After a slight delay, the race was re-started and, impressively, Villeneuve made as efficient a start as he had before - minimal wheel spin, maximum acceleration and the chance to turn into the first corner unopposed. But one thing was for sure - Hill, championship runner-up in the two previous seasons, was not going to let his new team mate run away to victory. Instead, the Briton latched onto the back of Villeneuve’s car until his first pit stop and then put in a sequence of quick laps to emerge marginally ahead after a stop of his own.

But for those thinking the race would be a formality now that Hill had got his nose in front, Villeneuve had a swift response. With his team mate’s tyres still not up to temperature he bravely forced his way around the outside of Hill into Turn 4 and proceeded to hold the lead, even surviving a grassy moment at Turn 1 on lap 35.

"I thought he'd lost it," said Hill. "I thought he might catch me when he came back onto the track so I was going to one side. Then he started coming across the track and I had to lift off.

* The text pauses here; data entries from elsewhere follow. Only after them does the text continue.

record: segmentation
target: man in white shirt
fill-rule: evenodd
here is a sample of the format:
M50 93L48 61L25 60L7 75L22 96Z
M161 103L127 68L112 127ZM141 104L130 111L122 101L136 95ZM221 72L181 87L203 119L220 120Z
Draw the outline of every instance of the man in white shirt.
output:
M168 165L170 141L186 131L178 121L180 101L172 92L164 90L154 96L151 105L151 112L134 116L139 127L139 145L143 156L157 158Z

When I got back on the power again he had straightened it all out. It was a bit scary."

But just as a fairy tale debut victory seemed to be on the cards, fate intervened. Villeneuve’s car had been trailing small amounts of smoke throughout the race, with Hill’s behind him getting grimier and grimier as a result. The Canadian’s car was losing oil and eventually the Williams pit wall gave him the inevitable ‘slow down’ message.

"I reckon Jacques started losing oil from about the time of our stops," said Hill. "I was getting covered in it - it was down my neck and everything. I'd used all my visor tear-offs and was wiping my visor with my glove, which just made visibility worse, of course. As well as that, I was worried that his engine might go bang and we'd both go off on the oil."

As it was, Villeneuve let Hill by and the future champion went on to cross the line 38 seconds ahead of his young team mate.

"Of course it was disappointing, because the win was there,” said Villeneuve afterwards. “We had fought until those final laps and, without the problem, it would have been a battle to the end. But, you know, second place in my first Grand Prix is great, so I feel very happy."

He may not have won, but Jacques Villeneuve had made quite an impression.